La mostra mira a fornire un quadro generale della produzione di Rothko, senza tralasciare la costante preoccupazione dell’artista di presentare il suo lavoro attraverso gruppi di opere attentamente selezionate, concepiti proprio per accrescere l’impatto visivo sui visitatori. La scelta dei dipinti segue dunque precisi criteri nel percorso espositivo. Le tele sono una settantina e si affiancano ad un significativo gruppo di opere su carta che illustrano aspetti specifici di ogni periodo della sua carriera.
Per i primi lavori di Rothko, la mostra si focalizza sui dipinti, relativamente piccoli, eseguiti con una preparazione in gesso, il cui uso tende a dare al pigmento una qualità simile all’affresco, con delicate tonalità ed una consistenza sottile dove è evidente l’influenza dell’arte italiana del Quattrocento, in particolare del Beato Angelico. La tradizione del Rinascimento italiano, soprattutto degli affreschi, ha avuto infatti una straordinaria influenza sulla serie di commissioni murali del cosiddetto periodo classico di Rothko. Queste suggestioni sono esplorate anche nel caso dei lavori surrealisti, nei quali la tecnica dello strato sottile di pittura e delle velature è sempre più perfezionata.

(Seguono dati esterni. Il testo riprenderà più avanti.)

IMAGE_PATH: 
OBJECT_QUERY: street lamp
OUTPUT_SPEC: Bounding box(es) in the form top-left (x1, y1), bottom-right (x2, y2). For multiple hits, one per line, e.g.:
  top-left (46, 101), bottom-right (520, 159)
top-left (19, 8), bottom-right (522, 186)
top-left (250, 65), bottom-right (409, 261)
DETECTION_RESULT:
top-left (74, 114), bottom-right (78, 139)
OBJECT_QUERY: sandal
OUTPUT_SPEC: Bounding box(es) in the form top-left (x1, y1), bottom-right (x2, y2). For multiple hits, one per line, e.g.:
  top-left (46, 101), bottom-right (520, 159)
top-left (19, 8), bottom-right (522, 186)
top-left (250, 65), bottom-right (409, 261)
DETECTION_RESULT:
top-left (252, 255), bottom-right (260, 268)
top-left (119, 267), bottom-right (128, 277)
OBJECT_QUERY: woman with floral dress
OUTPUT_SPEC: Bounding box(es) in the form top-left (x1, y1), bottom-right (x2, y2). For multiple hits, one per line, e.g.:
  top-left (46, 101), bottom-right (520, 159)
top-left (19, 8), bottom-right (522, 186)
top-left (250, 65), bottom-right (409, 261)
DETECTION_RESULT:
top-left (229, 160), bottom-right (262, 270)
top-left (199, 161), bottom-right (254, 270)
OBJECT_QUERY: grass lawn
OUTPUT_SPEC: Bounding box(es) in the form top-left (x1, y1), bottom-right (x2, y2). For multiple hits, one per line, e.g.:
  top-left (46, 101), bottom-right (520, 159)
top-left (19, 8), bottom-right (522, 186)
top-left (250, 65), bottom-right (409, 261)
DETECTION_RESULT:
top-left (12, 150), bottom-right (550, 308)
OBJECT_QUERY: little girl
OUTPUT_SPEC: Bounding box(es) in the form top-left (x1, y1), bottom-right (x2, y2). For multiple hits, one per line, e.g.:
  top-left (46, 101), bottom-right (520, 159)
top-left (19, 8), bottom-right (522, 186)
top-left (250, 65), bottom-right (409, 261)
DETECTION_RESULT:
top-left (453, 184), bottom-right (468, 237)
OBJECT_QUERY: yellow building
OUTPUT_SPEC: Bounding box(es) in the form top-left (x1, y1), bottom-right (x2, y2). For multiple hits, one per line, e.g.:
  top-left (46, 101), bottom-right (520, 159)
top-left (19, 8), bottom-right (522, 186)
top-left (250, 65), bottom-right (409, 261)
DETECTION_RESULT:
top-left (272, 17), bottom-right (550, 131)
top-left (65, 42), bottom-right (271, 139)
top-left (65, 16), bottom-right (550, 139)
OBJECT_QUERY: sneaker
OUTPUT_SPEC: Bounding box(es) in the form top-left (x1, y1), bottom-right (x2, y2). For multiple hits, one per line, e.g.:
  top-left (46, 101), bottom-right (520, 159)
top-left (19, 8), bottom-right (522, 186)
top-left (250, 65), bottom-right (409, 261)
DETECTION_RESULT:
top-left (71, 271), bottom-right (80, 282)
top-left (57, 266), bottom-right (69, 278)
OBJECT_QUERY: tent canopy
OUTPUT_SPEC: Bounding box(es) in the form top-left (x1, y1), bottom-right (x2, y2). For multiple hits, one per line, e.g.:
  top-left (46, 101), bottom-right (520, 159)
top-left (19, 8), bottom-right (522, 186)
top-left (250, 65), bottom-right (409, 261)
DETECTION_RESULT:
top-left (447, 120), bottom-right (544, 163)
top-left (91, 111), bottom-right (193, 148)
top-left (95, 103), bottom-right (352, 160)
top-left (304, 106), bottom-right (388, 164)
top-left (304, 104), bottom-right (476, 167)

Accanto a una selezione dei cosiddetti “Multiforms”, lavori caratterizzati da macchie di colore e da un particolare effetto plastico-spaziale che completa la prima fase delle opere di Rothko, sono visibili alcuni dipinti successivi, con sempre più ampi campi cromatici rettangolari. Il “classico” Rothko, con i lavori più maturi, realizzati negli anni Cinquanta su tele di grande formato, costituisce sicuramente la parte più affascinante e più nota dell’attività dell’artista, per la straordinaria qualità dei colori, per l’originalità e l’intenso effetto delle sue composizioni. Tra queste il nucleo di quadri della sala dedicata all’artista alla Biennale di Venezia del ‘58, che segna il primo apprezzamento della sua arte in Europa, oltre ad alcune opere appartenute originariamente a collezioni italiane. Inoltre, le tele “Blackform”, con le singole forme scure squadrate, dipinte a partire dal 1960, danno l’idea del forte desiderio di Rothko di creare uno spazio spirituale. La mostra si conclude con gli ultimi dipinti dell’artista, i cosiddetti “Black on Gray”: un gruppo di opere che segna il culmine di un’arte sempre più austera e orientata verso nuove prospettive espressive in rapporto diretto con lo spettatore. Un’arte i cui estremi sfociano pericolosamente nel male oscuro della depressione.